De verdachte heeft verklaard dat bedrijf 5 verdachte een bedrijf van hem is. Hij heeft de rolgordijnen laten bezorgen op het adres bedrijf 5 te Hoensbroek. De dozen waren beschadigd en daar heeft hij een klacht over ingediend.
De loungesets
Op 12 september 2013 heeft benadeelde 9 namens bedrijfsnaam V te Roden aangifte gedaan van oplichting. Hij is op 26 augustus 2013 per e-mail benaderd door alias 4, die op zoek is naar loungesets voor de woonunits. In de e-mail staat een website vermeld, namelijk naam website. Dit blijkt de website van Stichting Onderwijsinstelling bedrijf 4 verdachte Almere te zijn.

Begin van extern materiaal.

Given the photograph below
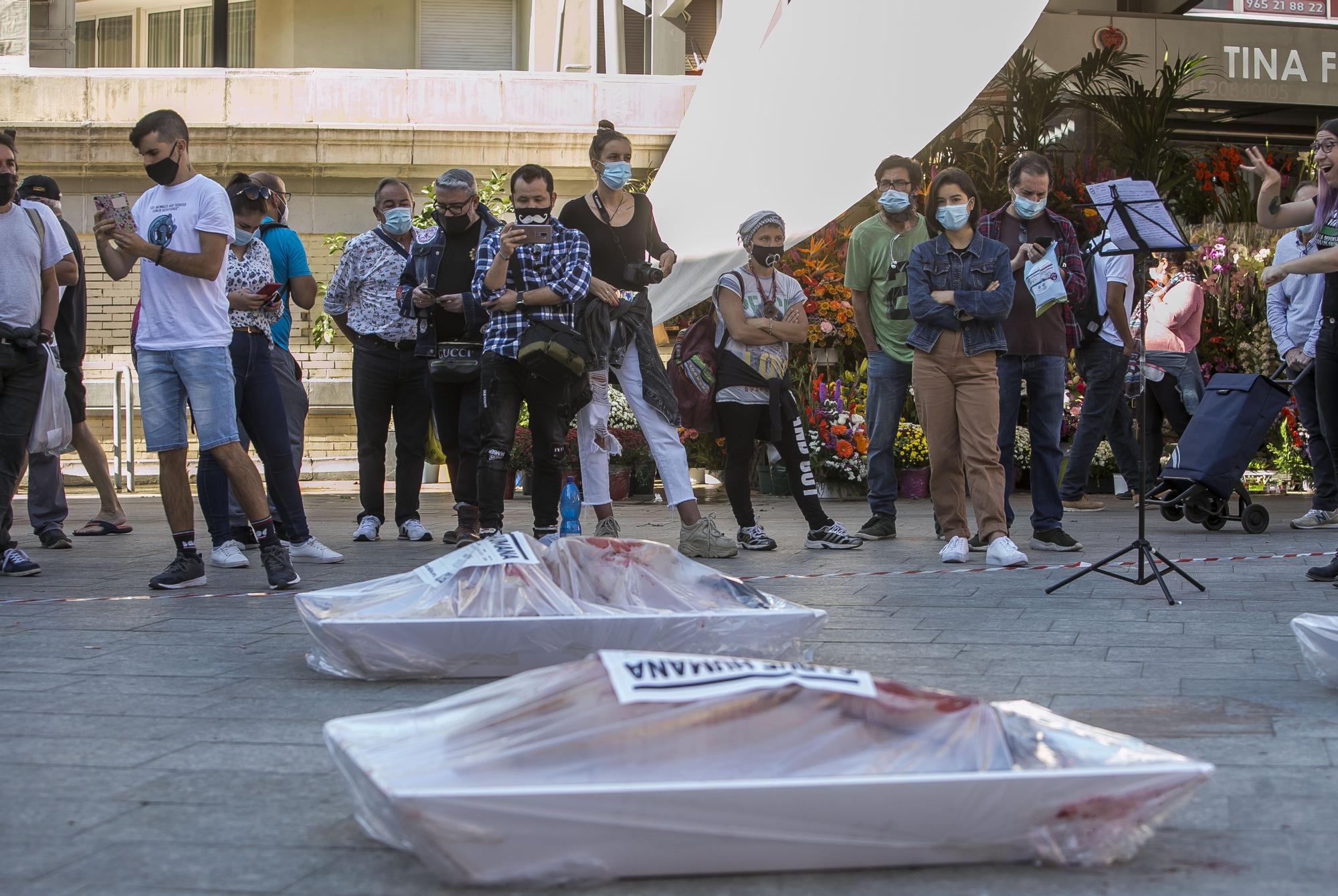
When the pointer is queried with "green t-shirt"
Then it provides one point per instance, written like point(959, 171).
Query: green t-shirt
point(873, 248)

Deze onderwijsinstelling zou gevestigd zijn aan de adres bedrijf 4 te Almere. Een medewerker van deze onderwijsinstelling meldt telefonisch aan benadeelde 9 dat de tuinsets bedoeld waren voor de gehandicapte cliënten. Na meerdere e-mailberichten over en weer, worden uiteindelijk door verdachte namens alias 4 in totaal vier loungesets en een parasol besteld. Een van die e-mailberichten is ondertekend door verdachte, namens alias 4. verdachte zou een medewerker van de stichting zijn. Hij staat benadeelde 9 op 29 augustus 2013 ook telefonisch te woord. Op 30 augustus 2013 zijn de bestelde goederen bezorgd aan de adres bedrijf 4 te Almere.
De factuur bedroeg € 5.499,00 en is per e-mail verzonden aan alias 4 en per post aan het adres ( adres X Almere) dat in alle e-mails bij de afzender staat vermeld. benadeelde 9 doet tot aan 6 september 2014 vergeefse pogingen om in contact te komen. De factuur is nooit betaald.
Betrokkene 1 heeft verklaard dat er tuinmeubelen bezorgd zijn, maar dat ze niet weet waar deze vandaan kwamen. verdachte verkocht bedrijfsmatig tuinmeubelen door. Zij heeft geen parasol gezien, maar wel drie tuinsetjes. Deze had verdachte doorverkocht. Voorts heeft zij verklaard dat verdachte nooit iets in het onderwijs heeft gedaan of met gehandicapte kinderen heeft gewerkt. Zij heeft nog nooit van de Stichting Onderwijsinstelling bedrijf 4 verdachte gehoord.
Aan de verdachte is de verklaring van betrokkene 1 voorgehouden. De verdachte heeft verklaard dat het klopt dat hij goedkoop tuinmeubelen opkocht en deze doorverkocht om winst te maken. Ook klopt het dat hij nooit in het onderwijs of de gehandicaptenzorg heeft gewerkt.
Feit 8
Op 15 april 2014 heeft benadeelde 10 namens bedrijfsnaam B te Amsterdam aangifte gedaan van oplichting. Hij is eigenaar van het bedrijf bedrijfsnaam B, dat onder meer meubels verhuurt. Begin januari 2014 is hij via e-mail benaderd om een eengezinswoning aan de adres bedrijf 5 te Hoensbroek volledig in te richten. De man stelde zich voor als verdachte en schreef dat hij namens het bedrijf 2 verdachte een pand moest inrichten voor een expat. De e-mail was afkomstig van het adres emailadres 3.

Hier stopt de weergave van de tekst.